Na Colômbia, tosta-se o traseiro de formigas cortadeiras, que têm sabor de pipoca, os tailandeses consomem as formigas vermelhas e suas larvas salteadas ou em saladas. Larvas de vespa ou vespas adultas são consumidas no Japão cozidas no molho de soja e açúcar até ficarem crocantes.

No México ovos da formiga negra gigante Liometopum  são cozidos ou fritos e consumidos nos tacos e tortilhas com sabor é amanteigado lembrando o do queijo cottage. É chamado de caviar dos insetos

Uma iguaria para cambojanos e venezuelanos, a tarântula é tradicionalmente frita no óleo quente, com sal, açúcar, alho e pimenta antes de ser vendida inteira com sabor lembrando a caranguejo.

No Oeste africano, Austrália e partes da América do Sul, os cupins são consumidos crus, fritos ou assados. Crus tem o sabor salgado e próximo da madeira que consumia e assado tem sabor adocicado.

Diversos tipos de lagartas são consumidas em todo o mundo, mas as tipo de mandruvá, também existentes no Brasil, são consideradas iguarias em países como Botsuana, África do Sul e Zimbábue devido ao seu tamanho e o aspecto colorido do corpo. São prensadas, secas ao sol ou defumadas e servidas com molhos e ensopados. O sabor é amanteigado.

Grilo tostados e crocantes, são consumidos no México com limão como se fossem salgadinhos devido ao seu sabor salgado e apimentado. O escritor Monteiro Lobato tinha o hábito de comer grilos que apelidava de camarões do céu.

Escorpiões, cigarras e libélulas: são consumidos cozidos ou fritos e muito apreciados em países como Japão, Indonésia, Vietnam, Tailândia e China.

Percepção sobre a introdução de insetos na dieta

Os autores I.S. Schardong, J.A. Freiberg e N.S.P.S. Richards da Universidade Federal de Santa Maria no Rio Grande do Sul analisaram, através de um questionário passado a 251 pessoas da comunidade acadêmica, a percepção sobre a introdução de insetos na dieta. Destas apenas 23 pessoas, 17 homens e 6 mulheres na faixa de 26 a 35 anos, relataram já terem consumido por curiosidade em viagem ao exterior, em treinamentos militares ou em acampamento de escoteiros.

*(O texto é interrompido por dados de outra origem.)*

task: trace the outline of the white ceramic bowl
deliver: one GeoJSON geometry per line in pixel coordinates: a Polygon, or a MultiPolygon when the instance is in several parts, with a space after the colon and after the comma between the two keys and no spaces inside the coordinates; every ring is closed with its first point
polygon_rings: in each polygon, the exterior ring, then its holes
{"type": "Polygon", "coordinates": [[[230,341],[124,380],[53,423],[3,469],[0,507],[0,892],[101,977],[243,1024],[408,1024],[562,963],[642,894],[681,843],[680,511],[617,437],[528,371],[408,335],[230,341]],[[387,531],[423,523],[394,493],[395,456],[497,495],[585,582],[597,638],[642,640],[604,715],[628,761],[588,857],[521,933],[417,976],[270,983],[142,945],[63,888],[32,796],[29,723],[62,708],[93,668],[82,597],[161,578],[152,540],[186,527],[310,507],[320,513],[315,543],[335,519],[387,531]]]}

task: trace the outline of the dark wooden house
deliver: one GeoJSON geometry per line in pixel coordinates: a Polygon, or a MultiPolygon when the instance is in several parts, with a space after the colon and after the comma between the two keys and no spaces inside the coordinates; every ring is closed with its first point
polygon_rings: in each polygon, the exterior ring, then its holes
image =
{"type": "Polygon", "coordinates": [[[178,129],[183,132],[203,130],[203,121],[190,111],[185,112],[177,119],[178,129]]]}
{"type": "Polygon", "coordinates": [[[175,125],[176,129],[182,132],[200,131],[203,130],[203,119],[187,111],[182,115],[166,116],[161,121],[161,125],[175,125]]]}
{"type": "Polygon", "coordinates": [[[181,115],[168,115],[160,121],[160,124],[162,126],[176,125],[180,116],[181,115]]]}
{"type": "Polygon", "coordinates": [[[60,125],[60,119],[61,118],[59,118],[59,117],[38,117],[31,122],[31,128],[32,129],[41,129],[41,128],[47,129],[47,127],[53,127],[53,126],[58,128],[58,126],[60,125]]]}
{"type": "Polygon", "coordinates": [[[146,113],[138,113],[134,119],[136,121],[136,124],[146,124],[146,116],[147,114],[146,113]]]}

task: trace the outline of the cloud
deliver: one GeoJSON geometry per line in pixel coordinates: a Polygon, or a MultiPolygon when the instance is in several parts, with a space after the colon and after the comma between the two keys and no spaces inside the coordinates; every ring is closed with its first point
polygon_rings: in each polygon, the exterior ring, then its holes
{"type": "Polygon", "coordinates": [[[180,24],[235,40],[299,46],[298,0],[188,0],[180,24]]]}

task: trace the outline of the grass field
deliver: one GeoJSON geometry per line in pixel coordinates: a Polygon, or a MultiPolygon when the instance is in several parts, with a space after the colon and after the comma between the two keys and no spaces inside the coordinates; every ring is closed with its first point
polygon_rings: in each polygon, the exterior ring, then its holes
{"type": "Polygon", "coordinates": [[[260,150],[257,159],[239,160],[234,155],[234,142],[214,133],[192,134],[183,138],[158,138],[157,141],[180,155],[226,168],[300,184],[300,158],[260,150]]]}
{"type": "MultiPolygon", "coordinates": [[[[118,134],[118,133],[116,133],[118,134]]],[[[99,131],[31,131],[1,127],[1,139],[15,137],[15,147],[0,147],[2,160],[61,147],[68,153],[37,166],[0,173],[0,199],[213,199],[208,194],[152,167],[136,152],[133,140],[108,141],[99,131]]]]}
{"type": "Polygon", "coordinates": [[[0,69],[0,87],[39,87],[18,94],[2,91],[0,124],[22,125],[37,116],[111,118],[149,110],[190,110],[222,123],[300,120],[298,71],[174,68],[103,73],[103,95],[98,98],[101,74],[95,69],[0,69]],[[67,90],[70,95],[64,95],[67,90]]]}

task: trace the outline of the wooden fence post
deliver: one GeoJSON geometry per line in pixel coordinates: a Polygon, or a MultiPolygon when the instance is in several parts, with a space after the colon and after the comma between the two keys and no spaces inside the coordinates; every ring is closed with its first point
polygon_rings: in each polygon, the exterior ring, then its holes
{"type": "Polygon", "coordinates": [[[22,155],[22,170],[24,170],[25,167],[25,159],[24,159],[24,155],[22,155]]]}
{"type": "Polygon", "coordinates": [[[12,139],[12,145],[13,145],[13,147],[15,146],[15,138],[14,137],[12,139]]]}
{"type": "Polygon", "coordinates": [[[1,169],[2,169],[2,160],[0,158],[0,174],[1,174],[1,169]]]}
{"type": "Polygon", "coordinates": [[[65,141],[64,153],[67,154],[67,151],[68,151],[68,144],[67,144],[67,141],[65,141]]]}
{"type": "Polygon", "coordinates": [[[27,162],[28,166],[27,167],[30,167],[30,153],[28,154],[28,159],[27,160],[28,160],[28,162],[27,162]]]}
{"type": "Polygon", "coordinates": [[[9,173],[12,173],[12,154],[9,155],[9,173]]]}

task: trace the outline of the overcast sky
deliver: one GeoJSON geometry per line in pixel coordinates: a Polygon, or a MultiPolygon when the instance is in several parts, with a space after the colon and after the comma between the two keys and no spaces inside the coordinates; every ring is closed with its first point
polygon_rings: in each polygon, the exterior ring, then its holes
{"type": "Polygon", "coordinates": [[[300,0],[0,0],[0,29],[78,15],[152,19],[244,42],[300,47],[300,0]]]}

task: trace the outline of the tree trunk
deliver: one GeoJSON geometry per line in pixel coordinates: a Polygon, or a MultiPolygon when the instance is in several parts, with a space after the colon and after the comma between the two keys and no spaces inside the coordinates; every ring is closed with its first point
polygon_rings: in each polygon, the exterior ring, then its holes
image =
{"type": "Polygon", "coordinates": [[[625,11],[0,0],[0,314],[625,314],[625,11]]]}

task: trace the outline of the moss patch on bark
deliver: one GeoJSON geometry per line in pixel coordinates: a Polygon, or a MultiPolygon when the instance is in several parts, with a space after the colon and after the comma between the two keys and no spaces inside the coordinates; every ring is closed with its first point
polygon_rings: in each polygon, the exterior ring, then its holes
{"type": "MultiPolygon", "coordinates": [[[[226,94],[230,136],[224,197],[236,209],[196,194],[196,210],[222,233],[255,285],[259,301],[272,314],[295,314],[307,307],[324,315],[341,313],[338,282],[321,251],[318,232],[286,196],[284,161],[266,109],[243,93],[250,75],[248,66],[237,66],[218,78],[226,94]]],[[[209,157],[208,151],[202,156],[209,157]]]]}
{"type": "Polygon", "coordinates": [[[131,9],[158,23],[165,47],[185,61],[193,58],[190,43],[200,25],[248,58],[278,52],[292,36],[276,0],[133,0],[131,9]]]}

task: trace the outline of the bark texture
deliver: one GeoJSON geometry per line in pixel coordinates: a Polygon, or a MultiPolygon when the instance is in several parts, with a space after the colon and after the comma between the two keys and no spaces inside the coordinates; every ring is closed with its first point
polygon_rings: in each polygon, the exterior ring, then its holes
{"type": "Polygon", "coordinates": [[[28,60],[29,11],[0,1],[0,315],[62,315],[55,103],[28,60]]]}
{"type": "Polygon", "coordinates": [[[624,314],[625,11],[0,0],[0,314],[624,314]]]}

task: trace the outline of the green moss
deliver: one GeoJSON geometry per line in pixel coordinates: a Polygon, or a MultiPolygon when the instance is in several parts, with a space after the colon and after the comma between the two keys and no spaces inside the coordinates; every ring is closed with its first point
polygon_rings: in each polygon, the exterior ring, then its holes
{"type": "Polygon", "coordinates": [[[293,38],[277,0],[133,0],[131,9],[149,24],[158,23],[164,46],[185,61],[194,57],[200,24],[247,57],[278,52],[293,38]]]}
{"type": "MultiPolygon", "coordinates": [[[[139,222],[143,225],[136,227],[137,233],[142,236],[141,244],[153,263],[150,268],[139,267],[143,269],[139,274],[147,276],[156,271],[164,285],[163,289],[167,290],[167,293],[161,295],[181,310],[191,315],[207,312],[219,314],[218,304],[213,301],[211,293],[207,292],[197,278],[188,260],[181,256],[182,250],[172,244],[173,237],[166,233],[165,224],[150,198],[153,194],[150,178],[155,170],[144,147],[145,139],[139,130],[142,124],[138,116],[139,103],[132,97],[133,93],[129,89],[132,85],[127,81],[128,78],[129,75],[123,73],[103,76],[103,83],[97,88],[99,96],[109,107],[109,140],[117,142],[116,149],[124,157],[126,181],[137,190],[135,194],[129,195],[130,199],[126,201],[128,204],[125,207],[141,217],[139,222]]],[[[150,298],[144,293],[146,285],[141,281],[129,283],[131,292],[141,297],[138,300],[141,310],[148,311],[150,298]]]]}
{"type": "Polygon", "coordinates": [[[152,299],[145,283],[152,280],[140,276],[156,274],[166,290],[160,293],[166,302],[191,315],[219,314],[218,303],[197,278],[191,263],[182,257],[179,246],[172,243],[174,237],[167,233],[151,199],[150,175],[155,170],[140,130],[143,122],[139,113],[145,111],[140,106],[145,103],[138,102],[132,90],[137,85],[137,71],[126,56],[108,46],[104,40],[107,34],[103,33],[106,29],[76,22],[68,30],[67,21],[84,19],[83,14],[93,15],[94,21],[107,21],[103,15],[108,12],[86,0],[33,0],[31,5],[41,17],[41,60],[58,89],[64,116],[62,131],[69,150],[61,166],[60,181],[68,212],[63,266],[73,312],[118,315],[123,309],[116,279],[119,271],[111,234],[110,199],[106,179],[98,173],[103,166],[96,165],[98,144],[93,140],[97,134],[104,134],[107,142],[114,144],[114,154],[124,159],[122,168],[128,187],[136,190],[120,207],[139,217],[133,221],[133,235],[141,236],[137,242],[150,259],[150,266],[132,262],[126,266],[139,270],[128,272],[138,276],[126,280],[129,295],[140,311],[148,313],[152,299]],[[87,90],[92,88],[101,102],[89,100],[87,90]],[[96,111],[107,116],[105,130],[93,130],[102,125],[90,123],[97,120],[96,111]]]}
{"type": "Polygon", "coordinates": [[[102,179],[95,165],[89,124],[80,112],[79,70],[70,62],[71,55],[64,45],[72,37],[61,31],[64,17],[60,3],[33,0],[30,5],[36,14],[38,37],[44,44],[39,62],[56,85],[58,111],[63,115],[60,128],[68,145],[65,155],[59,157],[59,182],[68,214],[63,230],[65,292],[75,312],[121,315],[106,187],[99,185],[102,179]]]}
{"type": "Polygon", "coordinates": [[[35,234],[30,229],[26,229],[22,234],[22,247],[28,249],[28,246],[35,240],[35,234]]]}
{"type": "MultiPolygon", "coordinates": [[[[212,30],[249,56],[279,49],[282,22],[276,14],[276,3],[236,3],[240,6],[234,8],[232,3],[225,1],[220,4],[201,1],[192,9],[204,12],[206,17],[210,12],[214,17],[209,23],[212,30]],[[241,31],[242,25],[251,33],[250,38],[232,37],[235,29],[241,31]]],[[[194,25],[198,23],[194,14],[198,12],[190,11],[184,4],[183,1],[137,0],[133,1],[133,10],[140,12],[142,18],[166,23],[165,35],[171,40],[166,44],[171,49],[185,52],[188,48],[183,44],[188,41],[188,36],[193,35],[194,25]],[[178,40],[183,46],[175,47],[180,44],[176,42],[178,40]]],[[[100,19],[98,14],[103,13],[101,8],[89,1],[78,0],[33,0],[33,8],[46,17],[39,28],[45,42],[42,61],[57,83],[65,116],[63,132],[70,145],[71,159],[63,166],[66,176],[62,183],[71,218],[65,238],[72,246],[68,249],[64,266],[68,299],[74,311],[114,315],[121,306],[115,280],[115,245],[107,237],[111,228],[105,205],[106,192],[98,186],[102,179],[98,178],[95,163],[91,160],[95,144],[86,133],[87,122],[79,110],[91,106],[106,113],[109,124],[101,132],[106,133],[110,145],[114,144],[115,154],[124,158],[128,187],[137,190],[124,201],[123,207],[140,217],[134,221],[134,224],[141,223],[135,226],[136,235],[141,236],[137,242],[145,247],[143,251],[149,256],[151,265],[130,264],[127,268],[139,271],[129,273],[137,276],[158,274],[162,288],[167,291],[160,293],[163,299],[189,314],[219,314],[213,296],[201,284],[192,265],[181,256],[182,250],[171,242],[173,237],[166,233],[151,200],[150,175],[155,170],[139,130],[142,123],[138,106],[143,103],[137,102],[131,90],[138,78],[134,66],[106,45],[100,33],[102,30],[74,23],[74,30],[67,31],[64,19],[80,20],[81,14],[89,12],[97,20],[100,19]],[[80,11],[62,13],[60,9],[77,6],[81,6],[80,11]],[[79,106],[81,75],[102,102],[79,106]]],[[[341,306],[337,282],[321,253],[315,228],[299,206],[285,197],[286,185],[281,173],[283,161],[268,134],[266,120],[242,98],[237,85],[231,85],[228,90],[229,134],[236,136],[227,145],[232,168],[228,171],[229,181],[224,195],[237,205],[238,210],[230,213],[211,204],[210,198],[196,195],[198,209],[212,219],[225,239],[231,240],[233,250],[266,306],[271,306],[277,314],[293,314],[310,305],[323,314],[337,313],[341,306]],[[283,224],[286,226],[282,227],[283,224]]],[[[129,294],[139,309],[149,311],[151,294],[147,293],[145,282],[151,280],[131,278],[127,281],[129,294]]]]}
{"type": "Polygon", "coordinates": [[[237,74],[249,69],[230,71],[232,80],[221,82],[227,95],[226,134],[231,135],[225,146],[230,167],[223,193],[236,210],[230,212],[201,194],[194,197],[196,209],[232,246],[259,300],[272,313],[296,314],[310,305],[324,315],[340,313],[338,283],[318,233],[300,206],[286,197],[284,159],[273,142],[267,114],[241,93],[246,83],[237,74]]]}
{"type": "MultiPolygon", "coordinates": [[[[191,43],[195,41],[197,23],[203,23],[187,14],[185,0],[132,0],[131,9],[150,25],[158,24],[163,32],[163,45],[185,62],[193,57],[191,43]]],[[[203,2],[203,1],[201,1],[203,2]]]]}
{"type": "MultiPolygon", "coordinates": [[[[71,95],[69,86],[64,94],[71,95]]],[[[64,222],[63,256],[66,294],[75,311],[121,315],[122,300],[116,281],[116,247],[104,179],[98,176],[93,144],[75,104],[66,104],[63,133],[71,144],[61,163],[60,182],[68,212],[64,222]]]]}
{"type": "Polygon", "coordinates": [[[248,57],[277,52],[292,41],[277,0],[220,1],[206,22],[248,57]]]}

Questionados pela forma como os insetos poderiam ser consumidos a maioria teve preferência na forma de farinha (46%), seguido da opção inteiro assado/cozido/frito (25%) caracterizando que o consumidor prefere experimentar insetos geralmente quando sua visibilidade é reduzida, incorporando-o em algum produto como farinha. Em relação à escolaridade, observaram que grupos de acadêmicos com formação em pós-graduação consumiram insetos, seguido da graduação incompleta, sugerindo a tendência das pessoas com maior nível de especialização e formação profissional demonstrarem maior interesse na pesquisa com insetos em relação às pessoas com menor nível de escolaridade. Entretanto, apesar dos participantes reconhecerem os benefícios do consumo de insetos como fonte de nutrientes e proteínas, alguns obstáculos impediram que eles fossem convencidos a consumi-los, sendo a preferência por refeições convencionais e a oferta de carne a baixo custo na região, quando comparadas aos países orientais os principais motivos fazendo com que fontes alternativas de proteína fossem desvalorizadas.

É certo que as considerações sobre os fatores favoráveis e desfavoráveis ao consumo de insetos passam pelos alicerces culturais, sua disponibilidade e principalmente pela necessidade pontual ou habitual de alimentos. Entretanto como para todos os alimentos, principalmente os de origem animal, as condições sanitárias da matéria prima devem ser consideradas e que no caso especial dos insetos, como não é comum a produção industrial de animais vivos, sua captura na natureza para fins alimentícios pode representar perigo a saúde humana pela transmissão de agentes causadores de doenças muitos deles possivelmente ainda desconhecidos.